Женя в два счета перебирается ко мне:
– Дядь, а вы умеете делать бумажные кораблики?
– Еще бы. Я большой мастер по бумажным кораблям.
И вот уже целый флот покачивается на волнах.
Начинается перечень. Сбывшихся и несбывшихся кораблей.
Когда я был чуть постарше Жени, и папа начинал меня отчитывать, я делал вид, что изнываю от вины. А за спиной, ухватившись за медную ручку дверей, плыл на всех парусах, разгуливал по мостику корабля.
Мужчины перестали играть в карты, слушают. Краснолицый с шрамом на бедре рассказывает. Голос у него хриплый:
– Меня, брат, еще на Финской войне крестили. Ты, говорят, в рубашке родился. Собачий холод, снег. Деревьев уйма. Два-три дерева подрубим, значит, чтоб верхушками сошлись, вроде шалаш. Костерок. Спим, а дневальный глядит, чтобы не подгорели, толкает: на другой бок переворачивайся. Как шашлык. А хвоя, как подсохнет, так враз до верхушек вспыхнет. Прямо столб огненный… А шарахнуло меня под Новороссийском, ну да, на той самой земле, на Огненной. Зацепились за берег десантом. Не так уж и мало, а, в общем-то, горстка. А он, гад, сандалит, утюжит, пашет. Верь не верь, седели ребята. Был у нас там такой отпетый, любого часового ножом снимет, а потом сам всю траншею пришить может, и без одного звука. И тот сдал. Лежишь на пятачке, а по тебе молотят. Меня утром полоснуло. Так на берегу до ночи пролежал. Увозили по морю раненых только, когда темно.
– А потом? Долго, наверно, снилось? – спрашивает блондин.
– И сейчас бывает. Снится.
* * *
Я предчувствовал: что-то должно случиться. Мы шли по Греческой площади, и я внезапно, как толчок, ощутил чей-то взгляд.
Оглянулся всего на миг. На веранде кафе, забитом народом, за столиком сидела Светлана, и спиной ко мне – Юра Царёв. Я мгновенно узнал его по очертаниям спины, хотя он сильно похудел. Глаза у Светланы, явно увидевшей меня, остекленели, как бывает за миг до потери сознания.
– Настенька, дорогая, – я впервые назвал ее так, – если я почувствую, что кто-то за мной бежит, быстро зайди, видишь, в магазин. Оттуда можешь за мной следить.
Я знал, такие вещи она понимает с полуслова.
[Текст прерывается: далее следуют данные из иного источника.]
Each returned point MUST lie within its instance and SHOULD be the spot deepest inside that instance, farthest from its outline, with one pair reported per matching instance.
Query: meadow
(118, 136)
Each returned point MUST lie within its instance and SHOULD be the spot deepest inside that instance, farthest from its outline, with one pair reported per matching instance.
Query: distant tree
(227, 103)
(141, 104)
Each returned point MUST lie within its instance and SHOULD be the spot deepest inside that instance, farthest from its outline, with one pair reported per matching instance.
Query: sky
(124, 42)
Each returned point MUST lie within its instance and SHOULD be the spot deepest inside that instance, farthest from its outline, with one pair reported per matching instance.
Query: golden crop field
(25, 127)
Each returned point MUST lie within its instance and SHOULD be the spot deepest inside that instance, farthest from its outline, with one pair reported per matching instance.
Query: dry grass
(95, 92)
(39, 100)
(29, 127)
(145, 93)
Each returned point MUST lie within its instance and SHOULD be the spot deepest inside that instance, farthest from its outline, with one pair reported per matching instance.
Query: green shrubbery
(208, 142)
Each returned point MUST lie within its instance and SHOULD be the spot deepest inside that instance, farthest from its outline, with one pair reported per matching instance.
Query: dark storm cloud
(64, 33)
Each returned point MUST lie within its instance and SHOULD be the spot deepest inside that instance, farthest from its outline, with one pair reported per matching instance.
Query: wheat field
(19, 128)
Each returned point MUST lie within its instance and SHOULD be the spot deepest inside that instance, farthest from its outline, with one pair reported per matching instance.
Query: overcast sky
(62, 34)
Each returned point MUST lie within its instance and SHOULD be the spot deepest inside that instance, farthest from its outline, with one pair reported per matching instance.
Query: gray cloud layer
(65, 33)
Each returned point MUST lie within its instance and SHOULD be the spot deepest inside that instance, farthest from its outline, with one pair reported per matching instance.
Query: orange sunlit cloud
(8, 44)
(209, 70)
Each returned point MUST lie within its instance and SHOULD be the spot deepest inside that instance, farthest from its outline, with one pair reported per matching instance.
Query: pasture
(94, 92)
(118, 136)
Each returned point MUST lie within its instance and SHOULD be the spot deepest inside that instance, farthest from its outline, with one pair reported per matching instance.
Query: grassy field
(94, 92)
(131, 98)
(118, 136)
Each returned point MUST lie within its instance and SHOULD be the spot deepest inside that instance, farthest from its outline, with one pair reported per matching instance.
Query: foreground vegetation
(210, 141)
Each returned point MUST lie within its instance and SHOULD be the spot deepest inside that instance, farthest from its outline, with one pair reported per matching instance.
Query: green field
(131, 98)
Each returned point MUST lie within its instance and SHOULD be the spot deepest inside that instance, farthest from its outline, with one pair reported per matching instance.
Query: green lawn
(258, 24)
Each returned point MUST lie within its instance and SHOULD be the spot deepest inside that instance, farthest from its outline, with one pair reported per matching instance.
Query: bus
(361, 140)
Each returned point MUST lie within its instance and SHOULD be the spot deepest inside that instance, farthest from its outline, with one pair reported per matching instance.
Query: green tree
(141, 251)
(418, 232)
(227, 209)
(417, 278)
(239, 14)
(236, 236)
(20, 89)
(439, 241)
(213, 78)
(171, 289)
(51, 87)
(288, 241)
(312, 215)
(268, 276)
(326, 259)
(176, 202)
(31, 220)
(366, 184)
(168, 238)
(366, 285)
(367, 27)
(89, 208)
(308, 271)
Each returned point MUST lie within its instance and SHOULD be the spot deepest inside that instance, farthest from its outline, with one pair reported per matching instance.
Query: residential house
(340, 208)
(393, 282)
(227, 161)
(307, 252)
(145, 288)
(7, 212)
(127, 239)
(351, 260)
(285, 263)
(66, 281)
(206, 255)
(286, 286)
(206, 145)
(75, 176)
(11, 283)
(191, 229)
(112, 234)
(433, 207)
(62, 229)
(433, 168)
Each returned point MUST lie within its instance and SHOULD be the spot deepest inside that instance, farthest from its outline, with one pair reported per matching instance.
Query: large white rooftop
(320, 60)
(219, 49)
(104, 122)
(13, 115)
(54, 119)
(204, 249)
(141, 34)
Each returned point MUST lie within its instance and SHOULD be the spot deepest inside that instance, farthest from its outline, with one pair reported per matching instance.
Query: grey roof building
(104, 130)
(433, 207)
На площади было много народа, слышался стук множества каблуков и шарканье подошв. Но у каждого человека своя походка, свой стук каблуков. Я узнавал дробный, спотыкающийся от нетерпения, стук ее каблучков. Когда-то в ночи стук каблучков уходящей навсегда Лены отдавался во мне полной потерей надежды, уходил, ослабевал, оборвался, оставив меня в абсолютной бездыханной пустоте. Теперь же стук шел ко мне, нарастал, и я убыстрил шаг, чтобы добраться до маячащей вдали свободной скамейки. Только дойдя до нее, обернулся.
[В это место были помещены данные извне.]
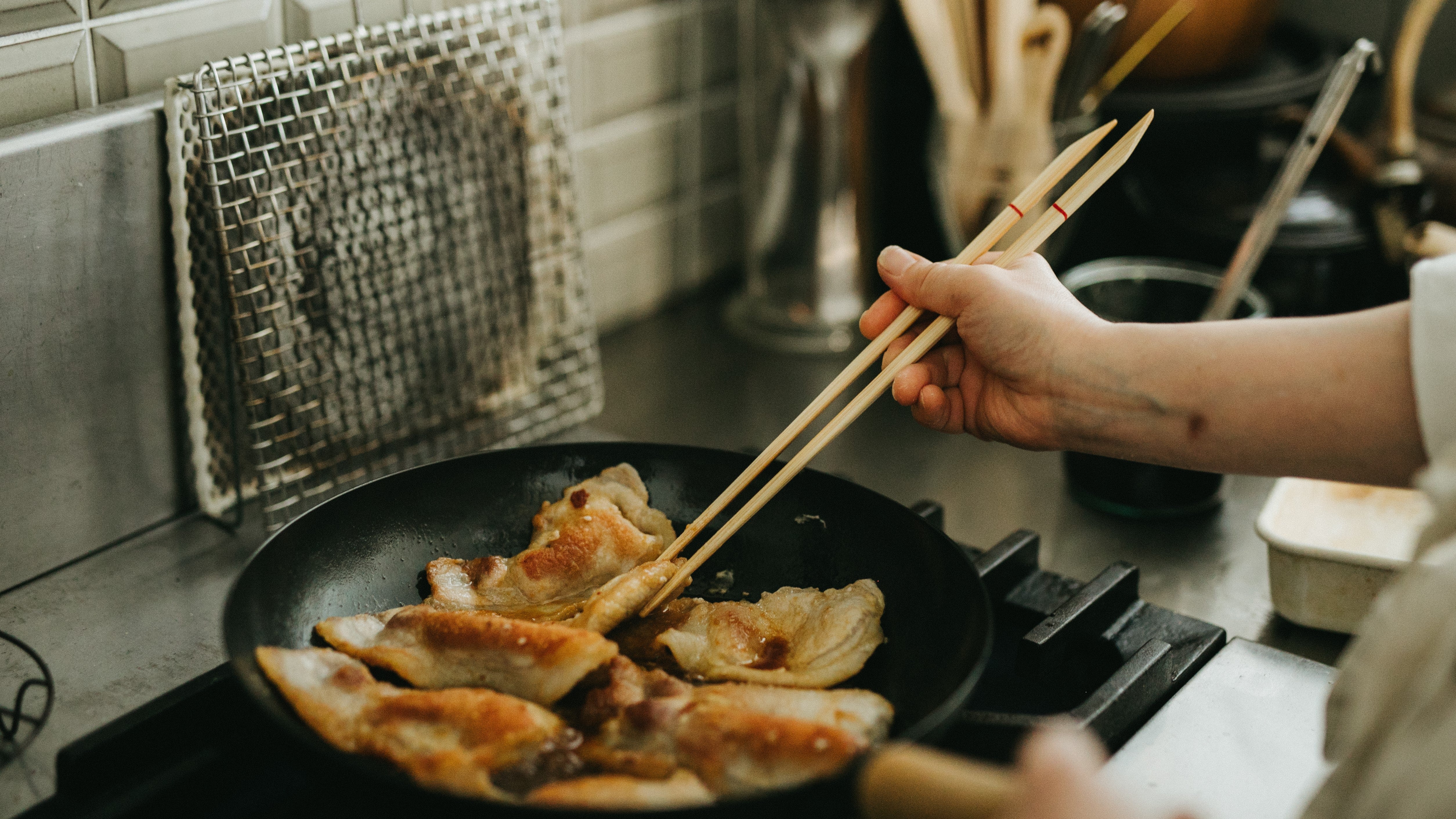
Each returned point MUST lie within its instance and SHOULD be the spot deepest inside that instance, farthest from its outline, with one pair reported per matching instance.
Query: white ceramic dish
(1334, 546)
Светлана не просто бросилась мне на шею, она свалила меня на скамью, обхватила шею и стала просто душить. У нее был безумный блуждающий взгляд, она издавала какие-то нечленораздельные звуки, что-то в груди ее глухо клокотало. Я пытался оторвать ее руки от моего горла, прижать ее голову к груди. У нее была истерика. Меня она душила, а сама задыхалась. Прохожие останавливались, Из ближнего киоска прибежала продавщица со стаканом воды. Человеческому взгляду тяжело видеть припадок. Человек или убегает от этого, сломя голову, или торопится помочь. Я силой повернул ее голову и просто влил ей в схваченный судорогой рот пару глотков из стакана. Она немного пришла в себя, обмякла, буквально распласталась на моей груди, уткнулась лицом в мою шею и затихла. Мне даже показалось, что она потеряла сознание, но я боялся оторвать ее от себя и взглянуть ей в лицо. Вдалеке, на веранде, маячило повернутое к нам непривычно худое и желтое лицо Царева, кажущееся еще более худым и заострившимся от любопытства.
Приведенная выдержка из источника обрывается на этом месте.